Mulailah muncul pertanyaan-pertanyaan bodoh dan retoris sedari pagi itu.
Kalau boleh aku juga gak pengen balik, gak pengen tinggal sendiri, dan pengen tetap tinggal di sana, gak perlu ke stasiun, gak perlu inget yang lain, gak perlu menjadi dewasa dan bertanggung jawab.

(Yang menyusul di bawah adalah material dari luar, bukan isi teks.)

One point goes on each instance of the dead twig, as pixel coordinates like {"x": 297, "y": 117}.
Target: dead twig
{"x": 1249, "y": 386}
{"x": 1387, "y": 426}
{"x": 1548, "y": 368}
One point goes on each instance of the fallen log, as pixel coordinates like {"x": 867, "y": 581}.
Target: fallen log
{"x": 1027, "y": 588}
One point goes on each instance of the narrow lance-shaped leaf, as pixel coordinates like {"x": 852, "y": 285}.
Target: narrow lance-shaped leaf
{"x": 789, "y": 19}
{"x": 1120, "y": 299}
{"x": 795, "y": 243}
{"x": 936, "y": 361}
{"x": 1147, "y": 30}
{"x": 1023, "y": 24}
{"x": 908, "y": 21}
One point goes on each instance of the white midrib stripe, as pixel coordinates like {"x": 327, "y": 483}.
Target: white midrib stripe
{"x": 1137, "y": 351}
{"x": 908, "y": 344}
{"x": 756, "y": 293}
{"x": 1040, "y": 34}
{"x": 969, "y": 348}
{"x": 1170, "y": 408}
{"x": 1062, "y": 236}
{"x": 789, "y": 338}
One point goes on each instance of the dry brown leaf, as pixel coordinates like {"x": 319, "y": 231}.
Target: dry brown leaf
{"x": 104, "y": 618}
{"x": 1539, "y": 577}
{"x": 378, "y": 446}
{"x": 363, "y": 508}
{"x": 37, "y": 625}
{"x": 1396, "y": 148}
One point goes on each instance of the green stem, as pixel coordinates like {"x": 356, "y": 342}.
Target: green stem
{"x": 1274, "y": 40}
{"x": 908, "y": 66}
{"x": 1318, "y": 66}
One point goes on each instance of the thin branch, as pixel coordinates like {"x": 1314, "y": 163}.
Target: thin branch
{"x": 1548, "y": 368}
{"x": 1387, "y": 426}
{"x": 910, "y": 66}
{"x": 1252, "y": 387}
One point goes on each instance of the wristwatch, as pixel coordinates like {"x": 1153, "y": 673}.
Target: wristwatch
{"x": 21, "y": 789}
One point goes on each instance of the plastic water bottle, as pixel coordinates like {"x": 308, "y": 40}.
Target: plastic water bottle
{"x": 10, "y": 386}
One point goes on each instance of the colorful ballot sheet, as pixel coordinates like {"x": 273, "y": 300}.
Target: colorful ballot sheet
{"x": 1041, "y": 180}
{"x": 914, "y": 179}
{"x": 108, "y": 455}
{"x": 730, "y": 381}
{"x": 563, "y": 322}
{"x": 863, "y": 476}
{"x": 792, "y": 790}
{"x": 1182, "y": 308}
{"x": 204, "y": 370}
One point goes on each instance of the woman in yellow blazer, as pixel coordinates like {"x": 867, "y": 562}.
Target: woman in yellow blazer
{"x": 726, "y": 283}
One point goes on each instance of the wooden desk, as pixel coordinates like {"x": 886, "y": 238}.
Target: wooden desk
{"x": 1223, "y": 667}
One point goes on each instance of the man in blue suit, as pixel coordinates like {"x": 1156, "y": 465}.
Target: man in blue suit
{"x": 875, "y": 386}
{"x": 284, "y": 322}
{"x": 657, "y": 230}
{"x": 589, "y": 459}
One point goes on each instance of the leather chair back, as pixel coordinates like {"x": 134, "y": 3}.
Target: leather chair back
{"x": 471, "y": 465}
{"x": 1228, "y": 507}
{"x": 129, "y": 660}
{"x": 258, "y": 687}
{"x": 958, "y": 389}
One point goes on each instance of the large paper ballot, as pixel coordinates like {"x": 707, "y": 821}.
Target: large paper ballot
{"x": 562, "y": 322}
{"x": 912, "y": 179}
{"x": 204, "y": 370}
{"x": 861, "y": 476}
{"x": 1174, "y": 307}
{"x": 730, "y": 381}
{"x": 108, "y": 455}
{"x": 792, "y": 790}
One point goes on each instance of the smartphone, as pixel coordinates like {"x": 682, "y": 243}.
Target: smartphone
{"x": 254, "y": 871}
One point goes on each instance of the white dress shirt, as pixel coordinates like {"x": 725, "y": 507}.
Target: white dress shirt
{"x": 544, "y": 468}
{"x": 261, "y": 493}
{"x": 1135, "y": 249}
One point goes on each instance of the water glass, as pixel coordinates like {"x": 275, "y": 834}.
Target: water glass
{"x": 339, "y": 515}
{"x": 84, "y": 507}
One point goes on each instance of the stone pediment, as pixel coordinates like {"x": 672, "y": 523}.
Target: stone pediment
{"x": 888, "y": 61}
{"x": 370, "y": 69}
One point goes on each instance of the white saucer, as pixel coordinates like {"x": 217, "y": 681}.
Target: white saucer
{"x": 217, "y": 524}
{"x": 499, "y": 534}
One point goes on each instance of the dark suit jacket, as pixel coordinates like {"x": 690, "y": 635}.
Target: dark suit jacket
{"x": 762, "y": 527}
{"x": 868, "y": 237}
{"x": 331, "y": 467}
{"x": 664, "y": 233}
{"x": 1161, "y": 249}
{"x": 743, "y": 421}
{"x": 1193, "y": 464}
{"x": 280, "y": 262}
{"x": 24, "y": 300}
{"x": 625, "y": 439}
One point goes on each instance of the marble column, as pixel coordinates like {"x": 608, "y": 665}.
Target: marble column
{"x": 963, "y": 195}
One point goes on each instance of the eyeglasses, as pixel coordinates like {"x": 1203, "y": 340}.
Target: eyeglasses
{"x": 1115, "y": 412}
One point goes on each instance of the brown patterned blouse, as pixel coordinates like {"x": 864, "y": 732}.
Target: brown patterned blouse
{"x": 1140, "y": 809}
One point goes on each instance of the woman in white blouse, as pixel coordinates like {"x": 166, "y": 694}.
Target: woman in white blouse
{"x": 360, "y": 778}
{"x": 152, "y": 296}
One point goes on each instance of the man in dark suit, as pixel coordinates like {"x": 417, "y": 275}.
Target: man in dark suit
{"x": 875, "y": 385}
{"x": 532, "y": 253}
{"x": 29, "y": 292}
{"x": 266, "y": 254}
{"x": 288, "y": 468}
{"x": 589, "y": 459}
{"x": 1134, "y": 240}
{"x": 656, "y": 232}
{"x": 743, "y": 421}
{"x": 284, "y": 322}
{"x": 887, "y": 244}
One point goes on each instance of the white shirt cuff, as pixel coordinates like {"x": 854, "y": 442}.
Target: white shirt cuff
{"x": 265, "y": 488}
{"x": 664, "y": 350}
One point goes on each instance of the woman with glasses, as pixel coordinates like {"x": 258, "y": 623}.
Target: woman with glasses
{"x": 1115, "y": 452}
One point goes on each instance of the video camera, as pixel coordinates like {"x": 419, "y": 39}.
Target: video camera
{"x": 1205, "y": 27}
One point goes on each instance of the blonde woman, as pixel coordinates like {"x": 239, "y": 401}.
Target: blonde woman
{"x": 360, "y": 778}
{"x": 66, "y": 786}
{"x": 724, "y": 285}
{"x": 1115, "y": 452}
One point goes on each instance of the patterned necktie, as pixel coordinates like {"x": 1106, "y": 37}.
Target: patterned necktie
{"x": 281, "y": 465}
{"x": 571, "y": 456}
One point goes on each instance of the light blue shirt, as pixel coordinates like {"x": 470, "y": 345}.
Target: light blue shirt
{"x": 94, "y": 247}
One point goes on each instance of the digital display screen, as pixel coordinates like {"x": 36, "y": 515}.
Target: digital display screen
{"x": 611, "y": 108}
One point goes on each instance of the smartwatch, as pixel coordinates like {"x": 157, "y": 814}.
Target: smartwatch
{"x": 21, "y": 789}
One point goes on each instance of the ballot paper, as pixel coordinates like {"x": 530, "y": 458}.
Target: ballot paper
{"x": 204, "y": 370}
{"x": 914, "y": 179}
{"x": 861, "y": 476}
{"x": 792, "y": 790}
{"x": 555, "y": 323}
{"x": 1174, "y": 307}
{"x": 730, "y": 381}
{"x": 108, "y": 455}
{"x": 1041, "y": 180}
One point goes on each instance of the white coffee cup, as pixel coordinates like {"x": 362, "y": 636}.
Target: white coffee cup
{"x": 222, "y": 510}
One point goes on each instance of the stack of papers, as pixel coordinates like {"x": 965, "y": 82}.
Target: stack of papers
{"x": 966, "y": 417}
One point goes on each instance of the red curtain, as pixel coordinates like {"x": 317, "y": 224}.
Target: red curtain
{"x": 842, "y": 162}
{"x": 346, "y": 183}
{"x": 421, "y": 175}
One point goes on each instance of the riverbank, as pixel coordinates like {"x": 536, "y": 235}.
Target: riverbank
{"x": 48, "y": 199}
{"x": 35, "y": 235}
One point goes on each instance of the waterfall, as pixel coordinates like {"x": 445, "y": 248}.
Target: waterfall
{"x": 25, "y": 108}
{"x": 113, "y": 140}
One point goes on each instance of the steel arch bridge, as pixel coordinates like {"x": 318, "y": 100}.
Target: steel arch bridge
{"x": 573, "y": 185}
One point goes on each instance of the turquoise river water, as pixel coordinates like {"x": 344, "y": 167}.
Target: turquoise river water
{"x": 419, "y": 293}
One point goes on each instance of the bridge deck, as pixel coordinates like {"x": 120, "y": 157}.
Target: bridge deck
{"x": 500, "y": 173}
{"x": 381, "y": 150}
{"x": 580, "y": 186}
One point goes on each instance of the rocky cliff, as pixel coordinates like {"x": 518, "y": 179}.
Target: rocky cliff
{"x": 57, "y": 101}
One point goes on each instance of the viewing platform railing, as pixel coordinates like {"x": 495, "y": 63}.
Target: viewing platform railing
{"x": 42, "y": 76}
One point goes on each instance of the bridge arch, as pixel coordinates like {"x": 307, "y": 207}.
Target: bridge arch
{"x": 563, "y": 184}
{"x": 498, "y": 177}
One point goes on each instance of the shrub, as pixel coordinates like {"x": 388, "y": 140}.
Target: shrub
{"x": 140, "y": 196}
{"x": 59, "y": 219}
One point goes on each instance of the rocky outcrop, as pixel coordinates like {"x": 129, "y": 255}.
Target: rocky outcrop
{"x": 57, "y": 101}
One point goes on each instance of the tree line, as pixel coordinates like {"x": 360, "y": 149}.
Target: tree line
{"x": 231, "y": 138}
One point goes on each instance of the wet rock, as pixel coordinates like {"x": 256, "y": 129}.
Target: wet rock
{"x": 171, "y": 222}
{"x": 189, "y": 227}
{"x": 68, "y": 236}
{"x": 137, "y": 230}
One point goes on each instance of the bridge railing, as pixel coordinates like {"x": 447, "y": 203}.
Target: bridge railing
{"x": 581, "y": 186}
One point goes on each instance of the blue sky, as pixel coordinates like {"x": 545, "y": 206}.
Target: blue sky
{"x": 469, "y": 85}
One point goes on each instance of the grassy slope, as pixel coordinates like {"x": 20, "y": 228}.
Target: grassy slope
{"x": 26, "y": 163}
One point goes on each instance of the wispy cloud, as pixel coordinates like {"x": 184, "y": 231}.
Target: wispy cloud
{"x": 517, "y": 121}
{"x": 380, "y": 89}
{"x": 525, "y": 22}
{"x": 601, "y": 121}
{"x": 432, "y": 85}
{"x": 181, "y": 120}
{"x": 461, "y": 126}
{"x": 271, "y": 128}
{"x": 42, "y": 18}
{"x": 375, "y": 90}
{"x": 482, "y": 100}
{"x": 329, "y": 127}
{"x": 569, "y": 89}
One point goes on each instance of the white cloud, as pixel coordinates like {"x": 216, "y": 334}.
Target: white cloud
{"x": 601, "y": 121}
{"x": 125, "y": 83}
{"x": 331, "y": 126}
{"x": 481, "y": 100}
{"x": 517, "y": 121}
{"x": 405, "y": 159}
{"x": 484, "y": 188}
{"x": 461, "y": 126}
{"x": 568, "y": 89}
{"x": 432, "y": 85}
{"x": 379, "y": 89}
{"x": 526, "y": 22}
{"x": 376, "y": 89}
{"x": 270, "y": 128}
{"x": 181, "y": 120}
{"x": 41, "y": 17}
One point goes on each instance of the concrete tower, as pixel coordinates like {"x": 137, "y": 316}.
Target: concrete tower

It's not fair How could you so far away The more I mightn't be there The more memories fade And I won't be comin' back anytime soon If you could only feel my (Joey McIntyre)
zerudong said,
August 24, 2009 @ 12:03 pm
huks huks huks……
hanyavita said,
August 26, 2009 @ 2:05 pm
ini sindiran atau simpati? ok, i’ll take that as sympathy….hehehehe…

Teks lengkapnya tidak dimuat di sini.